I'm not surprised, at this point in our political history, that Michelle Obama would be under attack. When she stands out as the half of the presidential couple with the super-high ratings, isn't it only natural that somehow, some way, somebody would come out with guns a-blazin', trying to destroy her credibility?

What's odd is that it's the first lady of France, Carla Bruni-Sarkozy, who seemingly is making the dig this time. In what was described by some news reports as an authorized biography of the controversial former model, current singer and notorious lover of many, Bruni-Sarkozy describes asking Michelle Obama how she feels about being first lady. Mrs. Obama's alleged response? "Don't ask! It's hell. I can't stand it!"

Really?

I find that hard to believe. Impossible, actually. Having spent an extended amount of time in Michelle Obama's company (I wrote a cover feature on her for Ebony magazine and produced several other cover stories about her and/or her husband), I can tell you that our first lady is careful and direct about what she says -- and to whom she says it.

During the campaign, she announced that she would not be inviting new friends into her fold -- too much time and too hard to establish trust while living in a fishbowl. And after interviewing about a dozen of her closest friends and confidants, I know that her friends' lips are sealed when it comes to anything even remotely personal about their girl. So it makes no sense that Mrs. Obama would suddenly have lost her way and uttered such a thought -- that she hates her role and can't wait for the next two years to end. Fat chance she would have let such a sentiment slip out of her mouth (if she even felt that way in the first place).

Honestly, those sentiments sound more as if they could have been channeled straight out of Bruni-Sarkozy's brain. She is the one who has lived freely, enjoying the role of supermodel-turned-international superstar. Sure, being married to French president Nicolas Sarkozy comes with its perks. But freedom to do and be whatever she wants is not exactly part of her current equation.

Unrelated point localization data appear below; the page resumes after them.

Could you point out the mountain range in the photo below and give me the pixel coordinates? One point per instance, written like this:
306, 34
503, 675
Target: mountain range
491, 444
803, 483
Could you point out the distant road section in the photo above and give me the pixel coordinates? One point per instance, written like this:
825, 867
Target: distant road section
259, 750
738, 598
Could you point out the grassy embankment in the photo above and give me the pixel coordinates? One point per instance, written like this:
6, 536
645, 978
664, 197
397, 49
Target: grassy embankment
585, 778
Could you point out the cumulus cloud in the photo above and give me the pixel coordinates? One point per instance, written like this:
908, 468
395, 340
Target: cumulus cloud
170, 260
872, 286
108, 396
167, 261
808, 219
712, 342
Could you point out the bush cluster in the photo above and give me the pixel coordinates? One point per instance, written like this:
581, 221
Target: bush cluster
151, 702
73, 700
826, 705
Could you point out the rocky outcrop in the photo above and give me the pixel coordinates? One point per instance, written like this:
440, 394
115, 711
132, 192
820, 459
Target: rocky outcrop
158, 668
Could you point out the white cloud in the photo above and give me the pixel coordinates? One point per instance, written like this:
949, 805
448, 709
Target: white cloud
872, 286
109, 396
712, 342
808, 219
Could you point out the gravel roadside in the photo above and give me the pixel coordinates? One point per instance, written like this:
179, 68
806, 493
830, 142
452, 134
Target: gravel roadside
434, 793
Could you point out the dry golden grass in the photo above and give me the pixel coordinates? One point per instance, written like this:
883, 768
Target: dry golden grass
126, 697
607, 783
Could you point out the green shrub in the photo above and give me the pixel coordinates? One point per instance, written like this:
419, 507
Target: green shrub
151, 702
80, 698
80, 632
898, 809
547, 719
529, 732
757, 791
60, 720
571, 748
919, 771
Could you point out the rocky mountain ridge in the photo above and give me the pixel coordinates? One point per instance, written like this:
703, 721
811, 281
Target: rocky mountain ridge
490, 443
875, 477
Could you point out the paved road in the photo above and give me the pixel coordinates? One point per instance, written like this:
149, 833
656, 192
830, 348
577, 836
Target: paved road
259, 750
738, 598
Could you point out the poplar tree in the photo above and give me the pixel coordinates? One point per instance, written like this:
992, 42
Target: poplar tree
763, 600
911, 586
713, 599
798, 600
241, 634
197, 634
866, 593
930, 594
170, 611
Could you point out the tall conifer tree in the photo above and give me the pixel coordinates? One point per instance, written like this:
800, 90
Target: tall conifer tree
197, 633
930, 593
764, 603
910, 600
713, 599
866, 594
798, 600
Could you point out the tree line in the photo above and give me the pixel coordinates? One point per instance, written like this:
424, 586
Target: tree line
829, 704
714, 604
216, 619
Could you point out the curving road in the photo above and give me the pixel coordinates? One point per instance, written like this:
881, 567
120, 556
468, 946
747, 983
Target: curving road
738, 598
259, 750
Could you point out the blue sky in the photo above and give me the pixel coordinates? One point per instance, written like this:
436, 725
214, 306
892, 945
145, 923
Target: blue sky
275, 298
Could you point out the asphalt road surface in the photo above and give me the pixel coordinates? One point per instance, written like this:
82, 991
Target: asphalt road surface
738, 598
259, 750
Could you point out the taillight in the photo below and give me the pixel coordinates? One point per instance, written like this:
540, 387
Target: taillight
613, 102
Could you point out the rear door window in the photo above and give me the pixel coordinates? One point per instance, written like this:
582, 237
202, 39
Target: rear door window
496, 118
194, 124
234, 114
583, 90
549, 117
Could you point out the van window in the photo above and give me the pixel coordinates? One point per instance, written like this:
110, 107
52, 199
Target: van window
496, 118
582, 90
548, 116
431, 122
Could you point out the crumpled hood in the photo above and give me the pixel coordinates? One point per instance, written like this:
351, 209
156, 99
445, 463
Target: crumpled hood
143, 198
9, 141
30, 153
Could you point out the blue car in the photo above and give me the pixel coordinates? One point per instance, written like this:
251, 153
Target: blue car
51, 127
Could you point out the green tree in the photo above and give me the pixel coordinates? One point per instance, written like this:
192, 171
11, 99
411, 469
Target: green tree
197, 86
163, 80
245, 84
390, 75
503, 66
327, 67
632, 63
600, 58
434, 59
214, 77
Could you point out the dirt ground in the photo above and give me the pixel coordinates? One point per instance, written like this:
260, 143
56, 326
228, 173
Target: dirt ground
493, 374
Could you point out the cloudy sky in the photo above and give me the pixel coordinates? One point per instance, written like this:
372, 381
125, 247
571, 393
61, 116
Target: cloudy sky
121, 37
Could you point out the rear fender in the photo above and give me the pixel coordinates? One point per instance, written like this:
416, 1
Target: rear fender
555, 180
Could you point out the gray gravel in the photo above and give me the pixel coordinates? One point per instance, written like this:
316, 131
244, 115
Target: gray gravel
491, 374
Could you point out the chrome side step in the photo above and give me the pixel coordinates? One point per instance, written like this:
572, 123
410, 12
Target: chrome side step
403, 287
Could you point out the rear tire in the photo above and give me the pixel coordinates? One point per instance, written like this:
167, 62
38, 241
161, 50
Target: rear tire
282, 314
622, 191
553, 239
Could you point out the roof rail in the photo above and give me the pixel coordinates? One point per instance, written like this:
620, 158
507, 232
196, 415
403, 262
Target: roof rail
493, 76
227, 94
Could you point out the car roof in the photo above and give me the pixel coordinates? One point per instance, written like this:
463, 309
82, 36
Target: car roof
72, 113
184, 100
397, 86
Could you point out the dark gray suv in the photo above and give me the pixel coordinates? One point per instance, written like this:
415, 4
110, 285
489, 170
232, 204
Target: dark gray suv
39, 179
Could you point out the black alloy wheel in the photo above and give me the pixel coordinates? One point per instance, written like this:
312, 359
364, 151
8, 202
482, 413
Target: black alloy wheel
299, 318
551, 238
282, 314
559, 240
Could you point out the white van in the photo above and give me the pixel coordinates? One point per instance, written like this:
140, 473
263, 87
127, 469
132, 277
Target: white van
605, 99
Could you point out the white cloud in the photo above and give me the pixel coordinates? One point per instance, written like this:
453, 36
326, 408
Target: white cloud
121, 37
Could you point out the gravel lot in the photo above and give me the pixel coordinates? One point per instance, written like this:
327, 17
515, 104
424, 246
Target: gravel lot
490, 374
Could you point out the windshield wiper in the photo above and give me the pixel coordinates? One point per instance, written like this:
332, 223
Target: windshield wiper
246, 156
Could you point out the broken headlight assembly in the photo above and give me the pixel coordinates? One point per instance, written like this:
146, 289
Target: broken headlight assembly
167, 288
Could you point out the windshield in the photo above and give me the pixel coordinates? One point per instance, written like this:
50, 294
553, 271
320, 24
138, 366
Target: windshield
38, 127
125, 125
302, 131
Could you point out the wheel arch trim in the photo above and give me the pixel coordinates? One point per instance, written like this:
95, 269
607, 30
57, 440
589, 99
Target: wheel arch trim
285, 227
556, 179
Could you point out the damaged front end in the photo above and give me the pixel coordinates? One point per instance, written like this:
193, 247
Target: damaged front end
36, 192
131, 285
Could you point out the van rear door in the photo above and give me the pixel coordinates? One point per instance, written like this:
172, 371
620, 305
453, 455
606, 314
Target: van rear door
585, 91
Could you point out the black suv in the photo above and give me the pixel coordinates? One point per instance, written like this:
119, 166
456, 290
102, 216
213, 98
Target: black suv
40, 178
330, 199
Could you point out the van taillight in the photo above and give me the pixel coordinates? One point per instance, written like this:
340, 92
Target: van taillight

I wonder, too, if the writers of this biography wanted to create what so many want to see: a catfight between two beautiful, style-setting international superstars. From the moment they stood together on Michelle Obama's first official trip to France in April 2009, people have been comparing and contrasting their styles. At the time, it seemed a harmless exercise.

(Michelle Obama's spokeswoman released a statement categorically denying the book's claims, as did the French Embassy in Washington. Bruni-Sarkozy is now "completely distancing herself from the book.")

Even if the Tea Party attempts to use this to say, "Here's one more example of the first lady blundering and saying what she really means and then trying to cover it up" -- e.g., the "really proud of my country" brouhaha -- I don't think it will work.

Michelle Obama is smart. Quick. Grounded. Tough. And smooth. All at once. She learned from her mother when she was a child not to worry about what other people think of her. She lives by that credo. She also learned to love her family and her country above all else.